What kind of testing and auditing procedures are necessary to ensure the non-discriminatory use of artificial intelligence? What legal and technical requirements must be met in this respect? And how can transparency, comprehensibility, fairness, responsibility, reliability and data protection be guaranteed? As of May 2020 Fraunhofer IESE (Institute for Experimental Software Engineering), the Algorithm Accountability Lab at TU Kaiserslautern (Kaiserslautern’s technical university), the Institute for Legal Informatics at Saarland University and Stiftung Neue Verantwortung (SNV – Foundation for New Responsibility) will be researching these questions in collaboration with the GI. These affiliated partners are collaborating under the umbrella of a research project entitled "The feasibility of testing and auditing for AI-based systems", which was initiated by the AI Observatory of the Policy Lab. Over a 20-month period, they will evaluate options for the development and implementation of control and testing procedures and certifications for AI systems.
Against the background of the project’s launch, State Secretary Björn Böhning points out an important fundamental requirement relating to the use of AI: "We already know that trust is of the essence – in operations, in companies and in the most diverse work contexts. If we want to make lasting use of the benefits of AI processes and keep expanding this technology, we will also have to consider the issue of acceptance. Employees should always have a clear understanding of what AI solutions to use and when, why and how to use them. They should also be aware that AI systems are subject to high quality standards."
The research issues to be tackled by the affiliated partners will be applied to two concrete scenarios: firstly, how can humans and machines cooperate in industrial production; secondly, what potential role is there for AI systems in human resource management, talent management and recruitment? These two examples of issues selected by the researchers demonstrate that the basic conditions for the use of AI processes are currently throwing up questions covering an extremely wide range of application fields. They also illustrate that a high degree of social responsibility is essential when dealing with AI.

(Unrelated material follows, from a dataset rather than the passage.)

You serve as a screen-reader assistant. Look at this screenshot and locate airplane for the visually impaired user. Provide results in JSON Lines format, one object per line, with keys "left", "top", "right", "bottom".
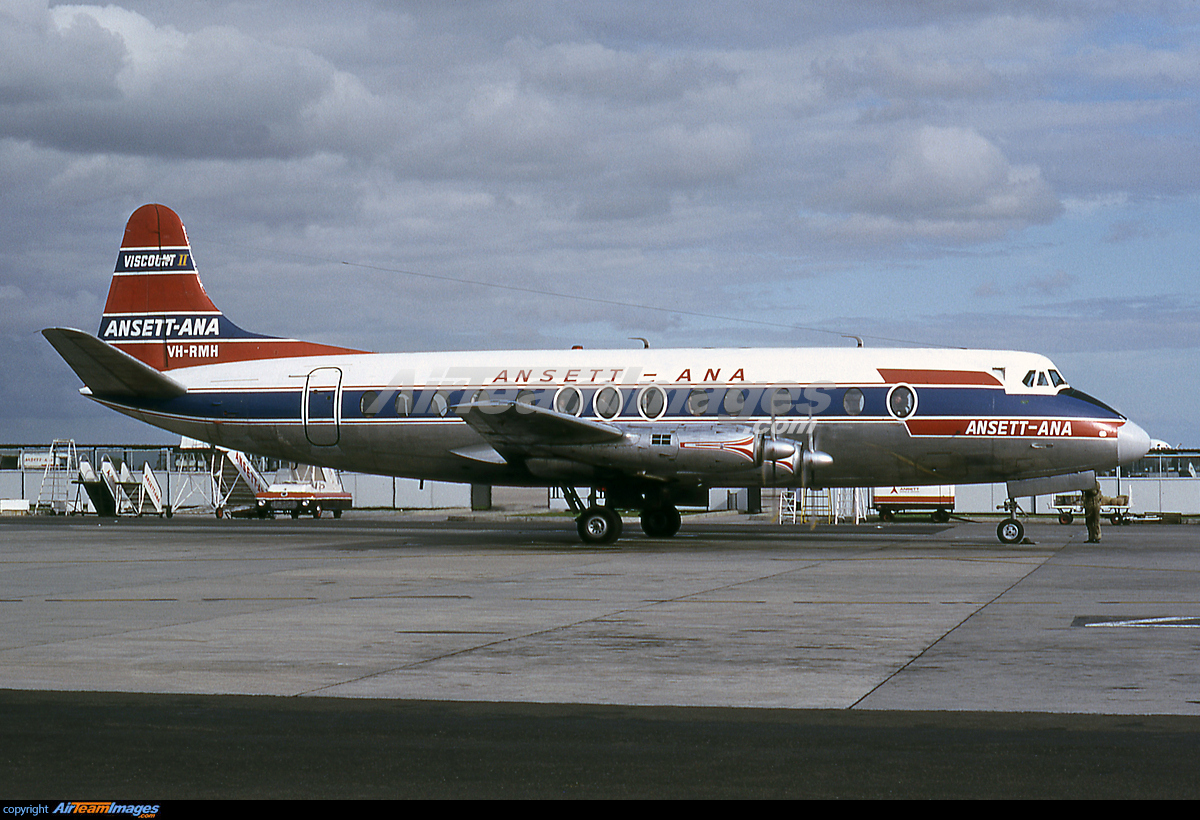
{"left": 44, "top": 204, "right": 1151, "bottom": 545}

The multidisciplinary team of researchers will analyse the two application scenarios in multiple work steps from different perspectives – namely legal, technical and political. Once suitable control and testing methods have been identified, action recommendations will be formulated. These suggestions are to be addressed to stakeholders and politicians and evaluate how the implementation of enshrining the defined standards might be achieved in the near future – for example at the institutional level.